I have noticed little lapses of memory in my own brain. I seem to be without as much patience as I had in the past and I often yell at Riley when he steps on my last nerve. This disturbs me. I spent some time with a social worker last week and she informed me that often times the caretaker starts to display some of the same traits of craziness as the person needing the caretaking. Well… this is not good. It will take a lot of restraint and control of my own emotions to not join Riley in his crazy world.
Sometimes I think things were easier when he was drunk. But, then I think about it and realize that I do not need nor want to hurry the process of him returning to drinking. I know that eventually he will find a way to obtain alcohol. It may not be in the form of vodka or beer. It will more likely be something from our panty, like vanilla extract. Or it possibly could be something from the medicine cabinet, like mouth wash or cough syrup.
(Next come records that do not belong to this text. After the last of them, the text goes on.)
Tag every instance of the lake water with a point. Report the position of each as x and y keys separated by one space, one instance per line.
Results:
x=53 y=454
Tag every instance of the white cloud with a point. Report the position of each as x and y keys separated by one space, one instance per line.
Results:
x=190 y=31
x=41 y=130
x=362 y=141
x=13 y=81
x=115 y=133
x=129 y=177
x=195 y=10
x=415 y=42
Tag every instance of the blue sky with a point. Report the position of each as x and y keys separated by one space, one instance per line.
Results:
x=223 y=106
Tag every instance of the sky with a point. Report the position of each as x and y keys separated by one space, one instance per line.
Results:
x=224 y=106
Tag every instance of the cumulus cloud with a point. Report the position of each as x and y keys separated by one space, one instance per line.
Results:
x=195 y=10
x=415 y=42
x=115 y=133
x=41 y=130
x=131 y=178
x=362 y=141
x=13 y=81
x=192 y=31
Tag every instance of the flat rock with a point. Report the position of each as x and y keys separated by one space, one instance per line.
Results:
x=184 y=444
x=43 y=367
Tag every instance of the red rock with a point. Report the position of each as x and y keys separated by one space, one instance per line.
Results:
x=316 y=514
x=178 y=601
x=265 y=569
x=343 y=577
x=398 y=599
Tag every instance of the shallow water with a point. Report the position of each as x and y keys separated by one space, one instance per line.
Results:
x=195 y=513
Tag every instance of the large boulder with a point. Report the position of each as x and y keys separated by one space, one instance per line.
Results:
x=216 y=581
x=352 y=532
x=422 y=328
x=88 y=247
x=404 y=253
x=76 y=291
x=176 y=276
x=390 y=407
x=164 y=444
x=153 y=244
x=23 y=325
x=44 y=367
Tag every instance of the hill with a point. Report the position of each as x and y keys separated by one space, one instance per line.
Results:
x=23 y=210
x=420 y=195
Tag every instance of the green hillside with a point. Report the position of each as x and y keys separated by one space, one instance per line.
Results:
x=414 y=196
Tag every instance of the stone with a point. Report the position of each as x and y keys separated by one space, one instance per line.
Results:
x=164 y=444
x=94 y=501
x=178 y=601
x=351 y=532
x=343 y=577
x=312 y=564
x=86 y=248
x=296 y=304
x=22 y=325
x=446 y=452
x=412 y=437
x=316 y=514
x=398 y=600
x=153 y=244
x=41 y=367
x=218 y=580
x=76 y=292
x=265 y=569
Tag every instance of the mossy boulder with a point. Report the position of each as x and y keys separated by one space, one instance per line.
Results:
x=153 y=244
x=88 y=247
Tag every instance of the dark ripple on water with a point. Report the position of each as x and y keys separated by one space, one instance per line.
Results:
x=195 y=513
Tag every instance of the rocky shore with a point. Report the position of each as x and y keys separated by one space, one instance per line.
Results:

Once that happens, I’ll be faced with more decisions that I don’t want to make.
The social worker asked if there was anything on my plate that I could remove with an idea of making my life a little easier right now. I ran through my mental list of projects – blog; OARS Facebook support group; OARS website; editing my book for Kindle; developing the cookbook for an OARS fundraising; turning OARS into a non-profit organization; going back to work at a real job; planning a reunion for my family; general cooking and cleaning in this house; negotiating a lease for the new house; plan and organize the move; etc; etc.
Well, I don’t really see what I would eliminate, but maybe I can prioritize a little better. Maybe if I can just designate some time for a long leisurely bath or an early morning walk, that might give the break I need to be able to keep my brain devoid of too much craziness. Personally, I think I’m just frustrated with the responsibility of taking care of someone who cannot understand that he needs to have a caretaker. I’m frustrated that I don’t feel qualified to give him what he needs and yet I manage to do it every single day.
In my opinion, once we get into the new house things will be easier because we will have more than 1200 square feet all for just Riley and me. I will have space for working on my projects. The privacy of not having to share a bedroom with Riley will be THE best thing. Cooking from my own pantry on my own time schedule will be awesome. Yes. I believe things will settle down and become more “normal” inside the craziness.
I’m very impressed at that OARS has grown to 100 members in less than a year. I reached out for help in creating OARS into a group with real meetings and becoming a non-profit organization. The future for OARS is bright indeed. We are planning an inaugural live meeting in the early Spring which will allow us to come together face-to-face. We will be planning the direction of our group, forming committees, establishing relationships with others who live close to us, and scheduling live meetings in many areas of the country. I reached out and found that they could in fact “hear me now.” Our vision may be lofty, but with all of us working together it can become reality.
To join OARS, go to Facebook and search for OARS F&F Group, request permission to join and you should be granted access in less than 6 hours. If you would like to help support our vision, you may go to our fundraising site and make a donation. Every donation is highly appreciated and, while they last, you will receive a tote bag in return. We accept donations of any amount from $1.00 to whatever you are comfortable in giving. Go to the link below to contribute:
I can hear Riley moving around in his room and I know he will soon be out here in the kitchen. He will want coffee and breakfast. He will want to “talk” and I will make an effort to “hear him now.”